亮介は正直なところ、そんな噂をほとんど話半分に聞いていた。どぎつい評判を知らず、入学時の勧誘で適当に入ったこのサークルだったが、飲み会こそ激しいものの、別に違法な活動をしているような感じはしなかった。ウワサの「タカシ先輩」は、会ってみると意外に穏やかで頭のよさそうな人だった。金回りがいいのは資産家の息子だからで、最近になって高級マンションに引っ越したという。風評はずいぶんあてにならないものだと、亮介は狐につままれたような気持ちになったものだ。

 

確かにうちのサークルは出会い目的の男女ばかりが在籍しているし、週何回もまじめにテニスをやるなんてこともない、言わばコンパがメインの団体である。コンパが終われば気のあったカップルがホテル街に消えていくなんていうのはしょっちゅうだったが、見た目のあかぬけない亮介がそうしたパートナーを見つけるのは困難だった。

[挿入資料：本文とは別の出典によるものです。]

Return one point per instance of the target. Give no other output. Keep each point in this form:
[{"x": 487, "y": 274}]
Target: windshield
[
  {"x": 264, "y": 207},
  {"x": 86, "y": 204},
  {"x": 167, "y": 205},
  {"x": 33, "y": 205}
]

学内でもっともらしく流れる風評の中でも極めつきなのは、「先輩は都内に便利な『メス奴隷』を何人も飼っていて、先輩が気に入った童貞の一年生は『下半身のお世話』をして貰える」というもので、女性経験のない亮介もこれには少なからず期待したものだったが、これまでのところそんな「役得」は一度もありはしなかった。

 

ウワサなんてあてにならない。亮介にとってはそれよりも、まずは前期の期末試験をどう乗り切るかが重要だった。気がつけば、最近はサークルの飲み会に顔を出すことも少なくなっていた。

 

 

* * *

 

 

くだんの「タカシ先輩」とまともに話をしたのは、先週の日曜が初めてだった。初めての試験が目前に迫っているというのに、高校のころの仲間と3次会まで飲み明かした帰りのことだ。午前1時ごろ、酔っ払ってふらふらと歓楽街を歩く亮介に、タカシのほうから声を掛けてきた。

 

「よお、亮介じゃん。こんなとこで何してんの」

「あ・・・先輩。チワッす」

 

タカシは6、7人のガラの悪そうな仲間と一緒だったので、亮介はぎくりとした。男はスキンヘッドやサングラス姿のいかにもイカツイ面々。2人いる女は露出度の高い服装をした、ブランドとアクセサリーにしか興味のなさそうな黒ギャルだった。面倒なことに巻き込まれては大変だと思い、ぺこりと頭を下げてその場を離れようとした亮介だったが、タカシに強引に肩を組まれてしまい、逃げ場を失った。

 

「おーこいつ、うちのサークルの一年坊な。かわいそうなことにまだまだ童!貞!みたいでーす!」

 

ずいぶんと酔っ払っている様子のタカシは、そう言って彼を紹介した。仲間たちから失笑とからかいの声が漏れたが、亮介は愛想笑いをするしかない。よっしゃ、童貞くんを囲んで2次会と行こうぜ。タカシはそう言って、強引に亮介を連れて夜の街へと繰り出した。とんでもないことになってしまったと亮介は冷や汗をかいたが、後の祭りだった。

 

そのあとの記憶は、かなりあいまいだ。カラオケボックスでしこたま飲まされ、歌わされ、明け方までコワモテの面々と遊び歩くハメになってしまった。亮介が頭痛とともに目を覚ましたのは渋谷駅近くの公園で、持っていたはずのバッグはなくなり、ズボンに辛うじて入っていた財布はほとんどカラになっていた。はっきりと覚えているのは、「お前気に入ったよ。童貞、今度捨てさせてやるぜ」という冗談じみた先輩の言葉だけだった。

 

数日後、偉い目にあったと後悔していた亮介のもとに、一通のメールが着信した。「約束の件」と書かれたそのメールは、アドレスを交換した覚えのない、あのタカシ先輩から届いたものだった。